We see lots of paper in places in drug safety where you would think paper is long gone – even though nearly every company has already bought safety software tools precisely to eliminate that paper! For instance, we see companies admirably learning how to do ICSR submissions via E2B (paperless, by definition) to regulatory authorities, but still find those exact same companies faxing thousands of the same cases from one country affiliate to another. Why are the advantages of E2B ignored, just because the recipient is not an agency? And what happens to those faxes? The data is entered again by hand into the receiving office’s (separate) software system, introducing new errors and starting a whole new cycle of quality control.

 

Finally, we also see safety-specific technology all around but we do not see the safety departments taking responsibility for using it well, the way data managers, for example, do in a CDM department using a CDMS or EDC. In safety, instead, we see departments that remain beholden to their IT departments, like all of us were in days of yore, waiting for simple reports to be programmed by programmers, even when the technology is simple enough to be used by safety staff themselves. Who is complicit in this arrangement? Is IT holding on to the feeling of being useful? Does drug safety simply not have the time and/or technical understanding to use the tools they bought? In the memorable words of one country safety officer, “I simply don’t trust my computer.” Charming, but intolerable in modern times.

 

What this all most resembles is CDM in the 1980’s. It is remarkable that drug safety can sometimes still exhibit these qualities. The fix for CDM was executive intolerance for the cost and delay which such behavior caused in clinical trials, and the increasing automation and professionalization of CDM itself. It brings to mind that perhaps the answer for drug safety optimization is similarly two-fold: an executive spotlight on the issue, and the creation of a “DSDM,” or Drug Safety Data Manager, role which, like the clinical data manager, services as the interface between the user and the technology (between clinical operations and IT, in CDM’s case). As overstaffed as some drug safety departments are, moving some selected staff into a DSDM role could help eliminate the extra unnecessary staff through process streamlining.

 

Meanwhile, don’t look to the safety application vendors as the answer to process optimization. Historically they have not offered enough help, proactively, at reasonable cost, with the big picture in mind.
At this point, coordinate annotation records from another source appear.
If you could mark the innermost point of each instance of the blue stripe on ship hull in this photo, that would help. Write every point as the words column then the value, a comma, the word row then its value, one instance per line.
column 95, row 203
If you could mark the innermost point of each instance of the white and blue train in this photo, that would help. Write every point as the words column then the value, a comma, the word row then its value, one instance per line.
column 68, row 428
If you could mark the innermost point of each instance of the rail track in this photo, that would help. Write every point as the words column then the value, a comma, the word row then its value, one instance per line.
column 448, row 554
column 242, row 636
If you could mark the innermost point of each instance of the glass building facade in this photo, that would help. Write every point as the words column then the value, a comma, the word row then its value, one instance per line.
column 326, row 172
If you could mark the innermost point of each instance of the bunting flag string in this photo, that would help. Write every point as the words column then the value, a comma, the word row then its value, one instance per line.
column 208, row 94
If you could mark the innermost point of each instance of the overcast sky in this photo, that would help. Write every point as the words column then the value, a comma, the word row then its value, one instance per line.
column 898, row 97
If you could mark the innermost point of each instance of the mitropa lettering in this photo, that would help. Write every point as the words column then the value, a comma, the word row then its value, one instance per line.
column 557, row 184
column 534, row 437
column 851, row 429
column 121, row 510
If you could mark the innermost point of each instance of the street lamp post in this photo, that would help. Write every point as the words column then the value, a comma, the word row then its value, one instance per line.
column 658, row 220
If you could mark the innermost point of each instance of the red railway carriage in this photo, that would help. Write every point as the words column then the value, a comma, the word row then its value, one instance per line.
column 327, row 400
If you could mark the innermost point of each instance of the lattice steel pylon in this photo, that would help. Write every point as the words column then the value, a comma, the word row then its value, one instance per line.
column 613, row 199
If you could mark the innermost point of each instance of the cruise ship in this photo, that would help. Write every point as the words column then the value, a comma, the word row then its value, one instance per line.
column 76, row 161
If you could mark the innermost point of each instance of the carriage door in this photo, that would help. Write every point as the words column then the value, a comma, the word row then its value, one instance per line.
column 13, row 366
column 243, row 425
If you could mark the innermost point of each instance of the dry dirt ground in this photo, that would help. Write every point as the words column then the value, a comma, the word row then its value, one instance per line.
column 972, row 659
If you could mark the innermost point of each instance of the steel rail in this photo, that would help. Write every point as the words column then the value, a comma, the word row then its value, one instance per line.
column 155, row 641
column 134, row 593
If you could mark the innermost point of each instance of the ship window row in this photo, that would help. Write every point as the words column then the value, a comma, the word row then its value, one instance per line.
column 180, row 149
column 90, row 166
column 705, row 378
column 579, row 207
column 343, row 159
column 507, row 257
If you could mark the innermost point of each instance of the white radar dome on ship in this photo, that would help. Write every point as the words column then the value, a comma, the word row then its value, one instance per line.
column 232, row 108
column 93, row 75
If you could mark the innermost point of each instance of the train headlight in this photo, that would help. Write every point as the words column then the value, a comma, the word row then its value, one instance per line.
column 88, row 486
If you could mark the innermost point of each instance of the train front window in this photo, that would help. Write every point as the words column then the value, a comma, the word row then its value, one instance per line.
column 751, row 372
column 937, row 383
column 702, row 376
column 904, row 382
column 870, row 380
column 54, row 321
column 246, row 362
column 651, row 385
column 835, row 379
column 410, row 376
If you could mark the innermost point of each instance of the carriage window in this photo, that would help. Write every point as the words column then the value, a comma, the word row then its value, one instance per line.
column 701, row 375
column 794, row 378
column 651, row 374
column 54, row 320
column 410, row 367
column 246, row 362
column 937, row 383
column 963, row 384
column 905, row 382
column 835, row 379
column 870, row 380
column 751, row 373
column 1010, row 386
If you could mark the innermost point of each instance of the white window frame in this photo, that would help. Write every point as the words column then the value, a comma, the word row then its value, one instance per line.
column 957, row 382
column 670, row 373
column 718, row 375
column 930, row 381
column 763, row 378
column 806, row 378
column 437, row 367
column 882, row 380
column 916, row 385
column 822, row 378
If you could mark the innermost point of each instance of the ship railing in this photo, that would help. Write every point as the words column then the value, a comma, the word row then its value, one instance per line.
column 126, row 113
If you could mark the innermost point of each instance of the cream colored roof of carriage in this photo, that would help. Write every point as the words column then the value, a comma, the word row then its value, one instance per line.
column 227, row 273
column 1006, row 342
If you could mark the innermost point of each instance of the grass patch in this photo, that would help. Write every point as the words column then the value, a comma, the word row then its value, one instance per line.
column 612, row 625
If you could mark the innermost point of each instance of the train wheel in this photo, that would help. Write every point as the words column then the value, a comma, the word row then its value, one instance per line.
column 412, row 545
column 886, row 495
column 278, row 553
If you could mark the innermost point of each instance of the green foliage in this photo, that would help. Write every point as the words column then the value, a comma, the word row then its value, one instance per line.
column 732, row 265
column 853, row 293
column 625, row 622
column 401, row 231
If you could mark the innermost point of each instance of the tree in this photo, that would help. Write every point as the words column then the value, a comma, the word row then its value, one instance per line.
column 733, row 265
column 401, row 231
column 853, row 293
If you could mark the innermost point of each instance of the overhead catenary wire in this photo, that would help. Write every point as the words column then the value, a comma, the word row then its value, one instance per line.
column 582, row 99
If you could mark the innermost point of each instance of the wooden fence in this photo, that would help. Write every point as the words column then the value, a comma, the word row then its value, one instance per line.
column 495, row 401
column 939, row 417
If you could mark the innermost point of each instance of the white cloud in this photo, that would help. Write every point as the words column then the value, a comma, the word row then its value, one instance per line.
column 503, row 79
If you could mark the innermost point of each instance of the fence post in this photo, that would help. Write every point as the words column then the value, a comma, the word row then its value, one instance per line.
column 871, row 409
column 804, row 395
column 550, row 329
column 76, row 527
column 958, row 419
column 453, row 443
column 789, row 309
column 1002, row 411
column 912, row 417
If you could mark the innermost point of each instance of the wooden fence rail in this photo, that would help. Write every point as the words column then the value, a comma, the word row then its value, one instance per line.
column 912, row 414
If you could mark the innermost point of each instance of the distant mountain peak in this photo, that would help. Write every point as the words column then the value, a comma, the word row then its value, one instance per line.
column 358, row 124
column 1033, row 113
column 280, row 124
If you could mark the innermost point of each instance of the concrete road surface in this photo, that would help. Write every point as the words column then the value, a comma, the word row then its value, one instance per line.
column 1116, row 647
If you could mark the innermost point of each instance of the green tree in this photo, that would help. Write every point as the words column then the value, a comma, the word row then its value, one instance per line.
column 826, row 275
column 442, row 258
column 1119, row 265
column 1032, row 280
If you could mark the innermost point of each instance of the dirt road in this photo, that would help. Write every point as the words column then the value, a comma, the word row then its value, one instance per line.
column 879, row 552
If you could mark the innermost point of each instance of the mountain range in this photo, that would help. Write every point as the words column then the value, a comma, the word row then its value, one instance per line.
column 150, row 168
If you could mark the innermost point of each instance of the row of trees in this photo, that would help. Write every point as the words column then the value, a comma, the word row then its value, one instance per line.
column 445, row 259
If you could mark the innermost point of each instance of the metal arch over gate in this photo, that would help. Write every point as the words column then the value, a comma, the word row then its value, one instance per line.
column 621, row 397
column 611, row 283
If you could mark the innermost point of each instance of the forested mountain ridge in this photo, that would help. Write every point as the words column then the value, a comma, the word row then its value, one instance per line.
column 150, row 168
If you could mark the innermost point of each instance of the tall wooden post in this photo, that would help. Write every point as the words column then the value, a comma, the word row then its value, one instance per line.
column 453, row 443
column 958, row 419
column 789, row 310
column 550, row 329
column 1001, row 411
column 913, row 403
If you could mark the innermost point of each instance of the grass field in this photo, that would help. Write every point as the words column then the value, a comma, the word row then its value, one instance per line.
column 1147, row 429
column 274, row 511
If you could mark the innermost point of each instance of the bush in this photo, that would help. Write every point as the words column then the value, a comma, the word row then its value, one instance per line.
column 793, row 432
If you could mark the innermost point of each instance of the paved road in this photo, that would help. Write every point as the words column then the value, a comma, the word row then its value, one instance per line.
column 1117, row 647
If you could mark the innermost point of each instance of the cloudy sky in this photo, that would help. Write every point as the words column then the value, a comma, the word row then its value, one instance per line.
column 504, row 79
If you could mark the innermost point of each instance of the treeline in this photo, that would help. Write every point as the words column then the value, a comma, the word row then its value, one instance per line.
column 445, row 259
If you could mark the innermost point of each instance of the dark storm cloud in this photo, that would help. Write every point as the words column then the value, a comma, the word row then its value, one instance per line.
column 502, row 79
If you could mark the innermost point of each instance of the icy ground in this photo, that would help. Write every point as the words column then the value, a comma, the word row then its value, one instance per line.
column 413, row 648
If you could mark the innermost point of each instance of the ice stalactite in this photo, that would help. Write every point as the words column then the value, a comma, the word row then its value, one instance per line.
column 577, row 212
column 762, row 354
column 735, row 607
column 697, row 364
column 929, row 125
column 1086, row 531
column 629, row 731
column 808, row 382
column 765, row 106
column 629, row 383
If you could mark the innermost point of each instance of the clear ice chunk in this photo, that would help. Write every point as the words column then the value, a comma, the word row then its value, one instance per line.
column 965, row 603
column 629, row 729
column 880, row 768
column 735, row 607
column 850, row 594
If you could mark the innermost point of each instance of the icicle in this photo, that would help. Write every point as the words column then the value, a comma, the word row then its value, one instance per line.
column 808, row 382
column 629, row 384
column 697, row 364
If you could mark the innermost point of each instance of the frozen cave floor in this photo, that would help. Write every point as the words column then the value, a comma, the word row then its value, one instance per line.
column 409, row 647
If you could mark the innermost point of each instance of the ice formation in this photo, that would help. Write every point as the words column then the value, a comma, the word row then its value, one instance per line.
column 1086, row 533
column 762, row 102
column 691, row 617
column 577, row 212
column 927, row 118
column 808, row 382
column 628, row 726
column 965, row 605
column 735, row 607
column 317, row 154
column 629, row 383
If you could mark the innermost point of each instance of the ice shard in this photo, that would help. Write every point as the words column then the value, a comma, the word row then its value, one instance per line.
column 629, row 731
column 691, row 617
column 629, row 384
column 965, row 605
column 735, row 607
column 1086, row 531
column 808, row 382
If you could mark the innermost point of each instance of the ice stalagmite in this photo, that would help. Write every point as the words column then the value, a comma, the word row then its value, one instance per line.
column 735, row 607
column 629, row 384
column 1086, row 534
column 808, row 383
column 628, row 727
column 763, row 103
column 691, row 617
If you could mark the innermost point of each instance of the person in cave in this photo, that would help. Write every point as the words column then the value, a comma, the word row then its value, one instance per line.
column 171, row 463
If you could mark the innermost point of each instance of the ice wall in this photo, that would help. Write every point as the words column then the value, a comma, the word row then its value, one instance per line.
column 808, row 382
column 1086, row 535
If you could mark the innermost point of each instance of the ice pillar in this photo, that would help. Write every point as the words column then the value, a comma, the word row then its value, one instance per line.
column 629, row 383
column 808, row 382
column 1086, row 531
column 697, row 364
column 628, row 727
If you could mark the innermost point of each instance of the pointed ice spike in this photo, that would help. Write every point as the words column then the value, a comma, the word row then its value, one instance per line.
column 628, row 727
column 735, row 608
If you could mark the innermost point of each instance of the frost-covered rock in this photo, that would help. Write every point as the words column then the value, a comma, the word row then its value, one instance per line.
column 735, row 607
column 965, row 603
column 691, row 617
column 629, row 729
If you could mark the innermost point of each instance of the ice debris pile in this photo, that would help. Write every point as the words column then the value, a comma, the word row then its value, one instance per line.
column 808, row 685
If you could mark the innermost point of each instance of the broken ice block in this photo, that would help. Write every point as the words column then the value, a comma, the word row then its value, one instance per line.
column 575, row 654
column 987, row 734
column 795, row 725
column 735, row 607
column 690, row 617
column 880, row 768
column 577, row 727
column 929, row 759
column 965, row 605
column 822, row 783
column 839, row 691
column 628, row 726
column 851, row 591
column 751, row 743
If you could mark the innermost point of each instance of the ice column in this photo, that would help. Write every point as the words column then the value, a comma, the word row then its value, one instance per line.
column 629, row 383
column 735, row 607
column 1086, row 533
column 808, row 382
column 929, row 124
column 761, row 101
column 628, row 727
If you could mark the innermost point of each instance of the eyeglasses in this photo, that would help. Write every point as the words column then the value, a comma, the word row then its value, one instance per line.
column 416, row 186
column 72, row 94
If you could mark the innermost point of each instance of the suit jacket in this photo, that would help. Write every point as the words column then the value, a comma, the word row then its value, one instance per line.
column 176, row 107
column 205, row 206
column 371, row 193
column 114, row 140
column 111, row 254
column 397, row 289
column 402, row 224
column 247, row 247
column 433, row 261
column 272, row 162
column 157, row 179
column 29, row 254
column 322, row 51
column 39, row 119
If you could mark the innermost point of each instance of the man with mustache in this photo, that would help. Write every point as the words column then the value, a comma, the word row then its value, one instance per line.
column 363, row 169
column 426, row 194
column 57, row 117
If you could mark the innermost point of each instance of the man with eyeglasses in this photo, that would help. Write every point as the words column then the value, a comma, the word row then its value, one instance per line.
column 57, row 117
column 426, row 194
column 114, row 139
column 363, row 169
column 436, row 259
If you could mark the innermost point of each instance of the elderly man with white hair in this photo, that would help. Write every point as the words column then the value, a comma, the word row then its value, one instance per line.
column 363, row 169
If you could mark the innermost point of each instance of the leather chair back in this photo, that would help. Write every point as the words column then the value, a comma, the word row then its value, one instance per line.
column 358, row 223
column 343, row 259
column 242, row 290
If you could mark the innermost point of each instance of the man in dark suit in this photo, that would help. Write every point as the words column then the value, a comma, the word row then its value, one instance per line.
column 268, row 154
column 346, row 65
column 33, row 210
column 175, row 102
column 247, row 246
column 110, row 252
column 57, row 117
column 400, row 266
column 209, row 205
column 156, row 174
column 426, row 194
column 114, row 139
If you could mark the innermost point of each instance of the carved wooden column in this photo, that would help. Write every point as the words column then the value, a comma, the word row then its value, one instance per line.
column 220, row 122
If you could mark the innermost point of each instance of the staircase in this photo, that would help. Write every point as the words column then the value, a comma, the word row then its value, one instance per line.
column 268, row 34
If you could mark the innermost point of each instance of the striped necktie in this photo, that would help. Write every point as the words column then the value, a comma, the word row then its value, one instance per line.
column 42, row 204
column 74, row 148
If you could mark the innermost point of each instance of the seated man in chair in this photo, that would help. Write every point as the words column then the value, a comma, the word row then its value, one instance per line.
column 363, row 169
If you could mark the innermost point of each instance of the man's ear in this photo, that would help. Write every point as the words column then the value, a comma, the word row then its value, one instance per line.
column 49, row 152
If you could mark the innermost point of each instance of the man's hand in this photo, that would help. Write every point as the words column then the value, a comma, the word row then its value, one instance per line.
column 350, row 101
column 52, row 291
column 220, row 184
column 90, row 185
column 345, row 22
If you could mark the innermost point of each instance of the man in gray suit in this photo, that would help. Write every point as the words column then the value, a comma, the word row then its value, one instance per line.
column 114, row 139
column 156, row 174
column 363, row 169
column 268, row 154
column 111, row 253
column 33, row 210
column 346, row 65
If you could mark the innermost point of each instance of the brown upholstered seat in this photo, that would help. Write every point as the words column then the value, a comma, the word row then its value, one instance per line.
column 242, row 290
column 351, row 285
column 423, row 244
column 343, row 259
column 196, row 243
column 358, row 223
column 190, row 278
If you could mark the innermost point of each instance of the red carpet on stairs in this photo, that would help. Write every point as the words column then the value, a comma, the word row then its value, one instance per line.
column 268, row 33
These are, after all, cultural problems first, process problems second, and ultimately a matter of will. The tools the vendor sell are fine and have been for years; safety departments need to use them fully, and as enablers of process efficiency. This is the sponsor’s responsibility, not the software vendor’s.

 

And so, it comes back to a willingness to change. No sponsor wants to face a situation where external pressure forces a function to become more efficient. The best solution is always to anticipate areas for improvement and pursue them proactively. Assuming a sponsor can examine itself objectively, then basic process analysis skills, combined with safety domain expertise, should enable sponsors to eliminate these safety operations inefficiencies.

 

In the story of human progress, frontiers are reached, breached and conquered. We may lament the passing of some frontiers (the Amazon, the Arctic, restrooms without cellphone conversations), but drug safety inefficiency is not one to be mourned. Saddle up and tame this frontier so biopharma’s dollars can be used to the greatest good.